46. Leros - Dodecanese, Southern Agean

It's been three weeks since we left Paris, and after eleven weeks of disappointing Spring and early Summer weather there, we have finally hit the heat.

Welcome to the lovely island of Leros in the Dodecanese of the Southern Agean, just sixteen kilometres from the Turkish coast.

To get here, we picked up our little Citroen in Paris and drove south-west on L'Occitane, the autoroute to southwest France, stopping overnight in Brive La Galliard to stock the car fridge at a huge supermarket there, and continuing on to La Bugue and then Saint Antonin Noble Val, to look at some property before turning east towards Greece and summer.

I have ten blog posts of photos queued up, waiting for me to write the text and then to post each one to the Internet.  I knew Internet access was going to be poor once we left mainland Europe, but you tend to forget how frustrating slow and intermittent access can be.


This is the view from the front of the Hotel Papafotis.  It is Alinda beach on Leros - a very narrow strip of small stones with crystal clear, cool water and blessed with some shady trees planted by the Italians when they occupied these islands between the wars.

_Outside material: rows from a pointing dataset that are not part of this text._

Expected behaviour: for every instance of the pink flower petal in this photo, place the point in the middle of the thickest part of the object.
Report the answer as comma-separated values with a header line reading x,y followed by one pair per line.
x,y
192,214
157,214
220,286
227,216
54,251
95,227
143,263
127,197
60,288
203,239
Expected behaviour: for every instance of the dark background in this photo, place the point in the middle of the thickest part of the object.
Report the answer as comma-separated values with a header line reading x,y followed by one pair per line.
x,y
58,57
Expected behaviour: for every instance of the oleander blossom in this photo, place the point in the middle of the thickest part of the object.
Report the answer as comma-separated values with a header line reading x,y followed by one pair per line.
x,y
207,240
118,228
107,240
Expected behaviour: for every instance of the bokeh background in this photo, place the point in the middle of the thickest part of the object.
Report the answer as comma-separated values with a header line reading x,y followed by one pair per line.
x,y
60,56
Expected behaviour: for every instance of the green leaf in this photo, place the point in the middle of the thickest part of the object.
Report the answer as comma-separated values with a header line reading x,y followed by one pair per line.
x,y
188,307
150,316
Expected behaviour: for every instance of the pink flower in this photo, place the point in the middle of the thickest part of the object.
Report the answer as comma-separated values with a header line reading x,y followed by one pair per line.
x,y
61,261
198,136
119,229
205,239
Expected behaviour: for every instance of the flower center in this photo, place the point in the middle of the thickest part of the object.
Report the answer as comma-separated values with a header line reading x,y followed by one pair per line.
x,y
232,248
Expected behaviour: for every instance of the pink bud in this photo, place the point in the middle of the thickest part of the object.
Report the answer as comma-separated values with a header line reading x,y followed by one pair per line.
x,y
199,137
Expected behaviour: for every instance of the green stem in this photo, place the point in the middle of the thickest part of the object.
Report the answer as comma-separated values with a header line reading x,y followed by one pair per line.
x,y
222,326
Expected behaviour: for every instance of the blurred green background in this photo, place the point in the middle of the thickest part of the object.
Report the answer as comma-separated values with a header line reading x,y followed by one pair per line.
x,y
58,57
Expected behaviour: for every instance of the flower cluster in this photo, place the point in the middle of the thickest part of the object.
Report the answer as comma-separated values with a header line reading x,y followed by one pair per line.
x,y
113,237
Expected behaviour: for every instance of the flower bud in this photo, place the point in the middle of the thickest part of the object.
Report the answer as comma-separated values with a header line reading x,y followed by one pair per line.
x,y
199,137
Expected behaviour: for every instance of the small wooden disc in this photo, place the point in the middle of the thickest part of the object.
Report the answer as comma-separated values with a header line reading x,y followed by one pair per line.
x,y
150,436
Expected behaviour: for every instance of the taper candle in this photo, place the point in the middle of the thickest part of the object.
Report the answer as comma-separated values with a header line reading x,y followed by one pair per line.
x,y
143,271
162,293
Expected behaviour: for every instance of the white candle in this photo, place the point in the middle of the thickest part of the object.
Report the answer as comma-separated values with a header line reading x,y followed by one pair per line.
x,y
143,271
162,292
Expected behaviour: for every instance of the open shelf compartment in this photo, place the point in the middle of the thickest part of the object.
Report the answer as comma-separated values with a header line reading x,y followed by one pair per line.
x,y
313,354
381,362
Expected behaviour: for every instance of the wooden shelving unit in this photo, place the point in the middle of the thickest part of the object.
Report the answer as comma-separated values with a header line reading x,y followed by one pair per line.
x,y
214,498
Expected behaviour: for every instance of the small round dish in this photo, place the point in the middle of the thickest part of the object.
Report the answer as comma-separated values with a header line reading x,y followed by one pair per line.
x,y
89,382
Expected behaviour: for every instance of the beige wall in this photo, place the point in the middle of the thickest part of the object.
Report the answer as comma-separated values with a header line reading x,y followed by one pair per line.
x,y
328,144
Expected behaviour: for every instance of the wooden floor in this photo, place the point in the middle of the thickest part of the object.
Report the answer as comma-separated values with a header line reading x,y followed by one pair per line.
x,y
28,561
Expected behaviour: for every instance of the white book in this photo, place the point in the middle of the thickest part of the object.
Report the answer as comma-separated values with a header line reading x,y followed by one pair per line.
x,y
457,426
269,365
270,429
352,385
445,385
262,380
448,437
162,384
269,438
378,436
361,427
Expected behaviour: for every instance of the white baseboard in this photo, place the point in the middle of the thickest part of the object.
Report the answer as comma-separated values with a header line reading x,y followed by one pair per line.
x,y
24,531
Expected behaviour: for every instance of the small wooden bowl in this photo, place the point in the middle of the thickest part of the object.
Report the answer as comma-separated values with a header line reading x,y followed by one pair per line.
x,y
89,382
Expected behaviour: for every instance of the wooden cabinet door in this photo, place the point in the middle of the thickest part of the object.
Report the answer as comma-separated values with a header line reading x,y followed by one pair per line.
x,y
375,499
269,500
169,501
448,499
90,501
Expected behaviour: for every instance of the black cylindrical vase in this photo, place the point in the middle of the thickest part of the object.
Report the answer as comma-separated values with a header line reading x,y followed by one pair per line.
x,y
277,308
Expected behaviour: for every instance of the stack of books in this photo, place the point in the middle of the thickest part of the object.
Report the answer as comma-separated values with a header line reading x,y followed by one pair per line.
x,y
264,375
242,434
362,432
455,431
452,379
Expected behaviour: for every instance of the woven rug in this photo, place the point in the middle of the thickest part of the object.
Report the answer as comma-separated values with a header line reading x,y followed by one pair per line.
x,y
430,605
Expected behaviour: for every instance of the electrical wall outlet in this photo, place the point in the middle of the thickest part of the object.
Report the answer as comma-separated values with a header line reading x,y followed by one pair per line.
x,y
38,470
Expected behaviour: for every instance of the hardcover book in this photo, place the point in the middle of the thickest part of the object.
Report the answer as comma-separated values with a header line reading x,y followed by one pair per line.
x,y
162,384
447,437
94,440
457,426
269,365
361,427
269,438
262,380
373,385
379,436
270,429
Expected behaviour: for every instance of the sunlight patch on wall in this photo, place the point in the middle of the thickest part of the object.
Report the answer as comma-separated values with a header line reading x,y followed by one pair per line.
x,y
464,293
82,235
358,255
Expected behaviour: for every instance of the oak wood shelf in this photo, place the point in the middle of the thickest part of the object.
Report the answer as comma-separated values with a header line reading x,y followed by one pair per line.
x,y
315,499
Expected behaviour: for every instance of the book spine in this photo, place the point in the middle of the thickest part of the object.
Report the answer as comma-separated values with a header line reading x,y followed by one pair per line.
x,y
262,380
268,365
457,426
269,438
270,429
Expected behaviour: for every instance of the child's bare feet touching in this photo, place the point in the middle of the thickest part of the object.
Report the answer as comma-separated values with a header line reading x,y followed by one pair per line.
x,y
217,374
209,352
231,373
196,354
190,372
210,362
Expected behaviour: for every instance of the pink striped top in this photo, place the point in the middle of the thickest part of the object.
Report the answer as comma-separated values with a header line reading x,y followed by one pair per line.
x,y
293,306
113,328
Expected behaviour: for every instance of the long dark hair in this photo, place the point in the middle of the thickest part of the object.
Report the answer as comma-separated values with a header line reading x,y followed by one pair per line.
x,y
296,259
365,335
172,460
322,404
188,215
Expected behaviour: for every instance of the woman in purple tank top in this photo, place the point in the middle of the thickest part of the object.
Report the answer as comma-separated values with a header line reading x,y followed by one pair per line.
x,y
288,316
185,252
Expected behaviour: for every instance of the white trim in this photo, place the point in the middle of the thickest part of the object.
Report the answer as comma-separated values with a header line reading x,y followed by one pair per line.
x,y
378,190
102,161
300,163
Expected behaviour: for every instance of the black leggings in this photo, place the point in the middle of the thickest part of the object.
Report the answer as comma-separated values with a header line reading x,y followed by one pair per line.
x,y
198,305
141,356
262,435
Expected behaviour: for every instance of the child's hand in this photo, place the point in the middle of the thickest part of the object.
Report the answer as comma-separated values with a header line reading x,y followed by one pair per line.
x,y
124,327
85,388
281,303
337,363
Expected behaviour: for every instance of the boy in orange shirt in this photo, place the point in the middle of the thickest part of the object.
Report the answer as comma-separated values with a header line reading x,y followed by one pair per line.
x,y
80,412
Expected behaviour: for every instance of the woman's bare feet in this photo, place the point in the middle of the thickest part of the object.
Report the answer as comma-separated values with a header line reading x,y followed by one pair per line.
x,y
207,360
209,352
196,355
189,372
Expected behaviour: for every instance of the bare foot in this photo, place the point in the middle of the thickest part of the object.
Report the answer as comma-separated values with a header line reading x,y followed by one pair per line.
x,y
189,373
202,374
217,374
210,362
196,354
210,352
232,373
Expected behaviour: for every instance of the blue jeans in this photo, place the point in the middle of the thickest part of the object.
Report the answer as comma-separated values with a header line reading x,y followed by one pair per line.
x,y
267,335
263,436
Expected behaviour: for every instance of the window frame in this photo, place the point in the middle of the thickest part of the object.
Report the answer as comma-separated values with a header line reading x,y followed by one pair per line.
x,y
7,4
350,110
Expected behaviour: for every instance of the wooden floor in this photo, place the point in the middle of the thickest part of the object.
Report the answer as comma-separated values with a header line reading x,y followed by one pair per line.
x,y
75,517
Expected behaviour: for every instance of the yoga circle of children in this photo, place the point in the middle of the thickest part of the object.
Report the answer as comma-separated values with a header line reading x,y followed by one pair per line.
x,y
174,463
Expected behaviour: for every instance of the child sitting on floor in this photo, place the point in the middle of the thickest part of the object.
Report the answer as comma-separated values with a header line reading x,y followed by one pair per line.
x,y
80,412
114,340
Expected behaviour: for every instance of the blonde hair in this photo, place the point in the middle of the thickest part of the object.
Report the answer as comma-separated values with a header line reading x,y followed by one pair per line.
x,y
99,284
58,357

The first thing we always do when we reach a new destination is to acquire a map and have a thorough look around.  Leros was the sight of a major battle in WWII when the Germans bombed and captured the island from the Italians and English.  Once this ancient castle fell, the result was inevitable.


The Greek islands are not green and lush.  They are dry and stoney.  The beaches are rarely sand, most often small pebbles.


After climbing to the old castle we found this lovely beach in a cove at the base and had a beer and a slice of pizza at a table amongst the swimmers and sun seekers.



After scrambling out on a high point to see a quaint little chapel, of which there are dozens on the island, and look at the view, we made sure we shut the gate to keep the trees from the sheep.



Our local 6pm drink spot also turned out to be our local 11pm coffee spot.  Right on the beach, in the shade, feet in the water and feeling the temperature drop from 30 degrees at 3pm to a balmy 24 at midnight.  Beers were 3€ for 500ml of really cold Heineken in chilled glasses and coffee was 2.50€ for an excellent double espresso. 



The third and most enjoyable daytime beach we found on Leros was up north, past the airport.  Crystal clear water, smooth stones, a little flotilla of wooden boats for hire, not too much wind and sun beds for free.


It had a little taverna that did fabulous cold black coffee "frappes"  or beer by the can that didn't hit the sides if you'd been in the sun for a bit.  Plus wifi!


The final beach we discovered was ruggedly picturesque and in high demand because of the excellent cliff-top taverna and restaurant as well as "on the beach" food and drink service for us oldies for whom climbing the cliff steps more than once per day was a bit much.  We had a yellow umbrella as well as a sunbed each and our toes were dragging in the water.


Ah ..........!


Paul's t-shirt says:

GREEK CRISIS
No job
No money
No problem

I had to make him stop wearing it in case someone punched him!